Child mortality falls worldwide, but more progress is needed, study suggests

Estimated 6.3 million children under 5 died worldwide in 2013

Despite advances, millions of children worldwide still die before their fifth birthday, with complications from preterm birth and pneumonia together killing nearly 2 million young children in 2013, according to a study led by the Johns Hopkins Bloomberg School of Public Health.

Their report, published online this week in The Lancet, examines what caused an estimated 6.3 million children under the age of 5 to die in 2013, one-third fewer than the 9.9 million estimated to have died around the world in 2000. While preterm births and pneumonia were also the top killers in 2000, complications from childbirth are now the third most common cause of death in this group, displacing diarrhea, a disease for which there have been many advances in treatment in the developing world.

The largest burden of child mortality is in sub-Saharan Africa, where nearly half of the deaths worldwide (3.1 million) occurred in 2013, and where 60 percent of child deaths are estimated to occur in 2030 if trends continue, says study lead author Li Liu, an assistant professor at the School of Public Health.

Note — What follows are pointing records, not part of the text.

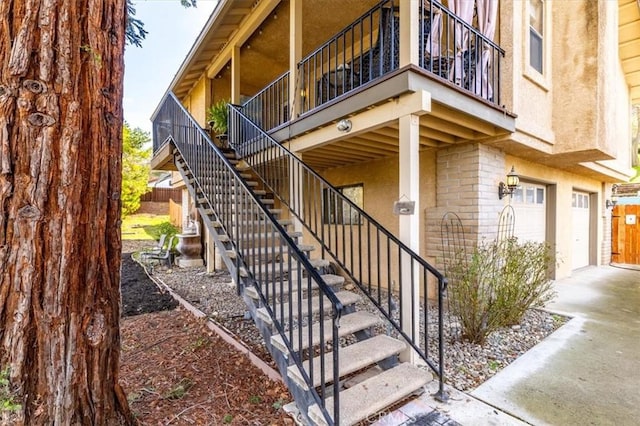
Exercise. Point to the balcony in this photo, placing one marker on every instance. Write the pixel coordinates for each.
(453, 58)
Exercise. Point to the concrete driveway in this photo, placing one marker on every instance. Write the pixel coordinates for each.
(588, 372)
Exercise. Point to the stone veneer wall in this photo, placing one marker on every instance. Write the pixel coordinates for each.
(467, 178)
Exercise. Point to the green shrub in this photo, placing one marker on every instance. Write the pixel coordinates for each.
(496, 285)
(162, 228)
(7, 397)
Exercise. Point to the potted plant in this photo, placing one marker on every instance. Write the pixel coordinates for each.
(217, 116)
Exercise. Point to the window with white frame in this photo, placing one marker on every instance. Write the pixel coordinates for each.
(536, 33)
(338, 212)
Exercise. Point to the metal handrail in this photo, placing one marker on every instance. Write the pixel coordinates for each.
(310, 197)
(260, 108)
(243, 216)
(351, 58)
(474, 67)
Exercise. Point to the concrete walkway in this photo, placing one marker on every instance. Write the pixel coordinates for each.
(587, 372)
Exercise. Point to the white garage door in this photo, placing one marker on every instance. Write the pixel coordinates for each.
(529, 204)
(580, 210)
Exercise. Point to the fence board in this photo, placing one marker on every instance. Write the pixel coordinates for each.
(625, 244)
(163, 195)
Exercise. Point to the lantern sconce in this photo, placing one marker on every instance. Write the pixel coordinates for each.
(508, 188)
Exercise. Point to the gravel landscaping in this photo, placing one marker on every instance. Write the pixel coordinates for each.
(467, 365)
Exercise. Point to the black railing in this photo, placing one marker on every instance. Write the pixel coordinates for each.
(382, 266)
(368, 48)
(270, 108)
(356, 55)
(274, 265)
(454, 50)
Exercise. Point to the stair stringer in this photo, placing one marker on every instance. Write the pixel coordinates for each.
(213, 231)
(304, 398)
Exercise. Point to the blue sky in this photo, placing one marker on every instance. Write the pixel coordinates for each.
(149, 70)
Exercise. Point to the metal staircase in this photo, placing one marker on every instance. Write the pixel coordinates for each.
(338, 351)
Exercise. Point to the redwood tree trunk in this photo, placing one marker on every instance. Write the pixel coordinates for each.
(61, 71)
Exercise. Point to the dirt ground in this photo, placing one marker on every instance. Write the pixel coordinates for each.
(176, 371)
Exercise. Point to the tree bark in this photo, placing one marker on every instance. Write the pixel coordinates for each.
(61, 73)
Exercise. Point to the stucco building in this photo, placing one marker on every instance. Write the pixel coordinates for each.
(425, 107)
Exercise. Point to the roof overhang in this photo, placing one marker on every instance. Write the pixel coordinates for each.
(629, 44)
(219, 29)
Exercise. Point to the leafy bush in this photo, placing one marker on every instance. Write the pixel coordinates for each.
(218, 116)
(163, 228)
(497, 284)
(135, 167)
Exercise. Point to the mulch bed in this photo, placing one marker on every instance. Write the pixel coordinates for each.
(176, 371)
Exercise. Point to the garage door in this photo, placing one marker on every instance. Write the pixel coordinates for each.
(581, 242)
(529, 204)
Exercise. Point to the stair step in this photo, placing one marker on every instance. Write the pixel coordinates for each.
(346, 297)
(329, 279)
(250, 237)
(352, 358)
(349, 324)
(258, 192)
(245, 212)
(306, 248)
(281, 268)
(374, 394)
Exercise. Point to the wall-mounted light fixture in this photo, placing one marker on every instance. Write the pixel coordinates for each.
(513, 180)
(344, 125)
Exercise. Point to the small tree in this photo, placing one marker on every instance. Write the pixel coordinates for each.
(496, 286)
(135, 167)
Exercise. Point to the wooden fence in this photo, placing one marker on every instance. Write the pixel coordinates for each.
(163, 195)
(175, 213)
(625, 234)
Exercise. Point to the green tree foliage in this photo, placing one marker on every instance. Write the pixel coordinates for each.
(135, 167)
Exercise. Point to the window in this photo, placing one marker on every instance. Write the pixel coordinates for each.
(536, 14)
(338, 212)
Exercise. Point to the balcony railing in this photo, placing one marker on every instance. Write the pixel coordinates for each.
(356, 55)
(368, 49)
(270, 108)
(454, 50)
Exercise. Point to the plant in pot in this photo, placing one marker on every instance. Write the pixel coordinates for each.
(217, 116)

Liu and colleagues from the London School of Hygiene and Tropical Medicine, the World Health Organization, and University of Edinburgh analyzed vital statistics records and verbal autopsy data and estimated causes of child deaths for 194 World Health Organization member states through computer modeling. Of the 3.6 million fewer child deaths in 2013 compared to 2000, half were due to reductions in pneumonia, diarrhea, and measles deaths. Deaths from measles, tetanus, HIV, and diarrhea fell at the fastest rates since 2000.

"We have seen huge successes, but there is still a long way to go," says the study's senior author, Robert E. Black, a professor in the Department of International Health at the Bloomberg School. "Millions of children are still dying of preventable causes at a time when we have the means to deliver cost-effective interventions. And if we don't continue to devote research, resources, and attention to the issue of child survival, we are going to lose the battle."

The United Nations, in an eight-point blueprint known as the Millennium Development Goals, set a goal of reducing the mortality rate for children under 5—the most vulnerable group—by two-thirds between 1990 and 2015. The rate has fallen, but that goal remains. If current trends continue, the world will still see an estimated 4.4 million deaths of children under 5 in 2030.

"Going forward, it's going to be harder and harder to make the kind of headway we have seen in child deaths," Liu says. "We have gone after some low-hanging fruit, but even in those areas there is still so much room for improvement. More, not fewer, resources are needed."

The research was supported by a grant from the Bill & Melinda Gates Foundation.